Predication and Control Flow
Conditional constructs such as if and else statements in Cg are supported in CTM instructions via predication. There is one predicate bit per vector lane that can be set using the boolean result from one of many comparison operations (e.g., >, , , ). Subsequent ALU instructions can then impose a write mask conditional on the values of these bits. More complex control flow constructs such as for loops and subroutines are supported via a control flow instructions that provide control of hardware-level call/return stacks, and branch and loop-depth hierarchies; space limitations prevent us from fully-explaining control flow instructions here, hence we refer the reader to the CTM specification [23] for further details.

Similar to input buffers, the base addresses and widths of the output buffers are preconfigured by the CTM driver in advance (in the registers o0–o3). When a shader program instance completes, the contents of the output registers are written to the appropriate output buffers in memory: the contents of the output registers are packaged into an HT write request packet, using an address derived from one of the output buffer base addresses and the original input coordinates (from the coordinate generator). Write requests are posted, meaning that there is no response packet and hence no limit on the maximum number of outstanding writes.

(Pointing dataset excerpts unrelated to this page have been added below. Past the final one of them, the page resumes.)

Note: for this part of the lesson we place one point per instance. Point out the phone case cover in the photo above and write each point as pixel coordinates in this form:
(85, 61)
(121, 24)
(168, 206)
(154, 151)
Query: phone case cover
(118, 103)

4.2. Tolerating Limited Memory Ports

In Figure 4 we observe that there are a large number of ports feeding into and out of the central register file (which holds r0–r127). One of the biggest challenges in high-performance soft processor design is the design of the register file: it must tolerate the port limitations of FPGA block memories that are normally limited to only two ports. To fully pipeline the ALU and TEX datapaths, the central register file for our GPU-inspired accelerator requires four read and three write ports. If we attempted a design that reads all of the ALU and TEX source operands (four of them) of a single thread in a single cycle, we would be required to have replicated copies of the register file across multiple block memories to have enough ports. However, this solution does not provide more than one write port, since each replicant would have to use one port for reading operands and the other port for broadcast-writing the latest destination register value (i.e., being kept up-to-date with one write every cycle).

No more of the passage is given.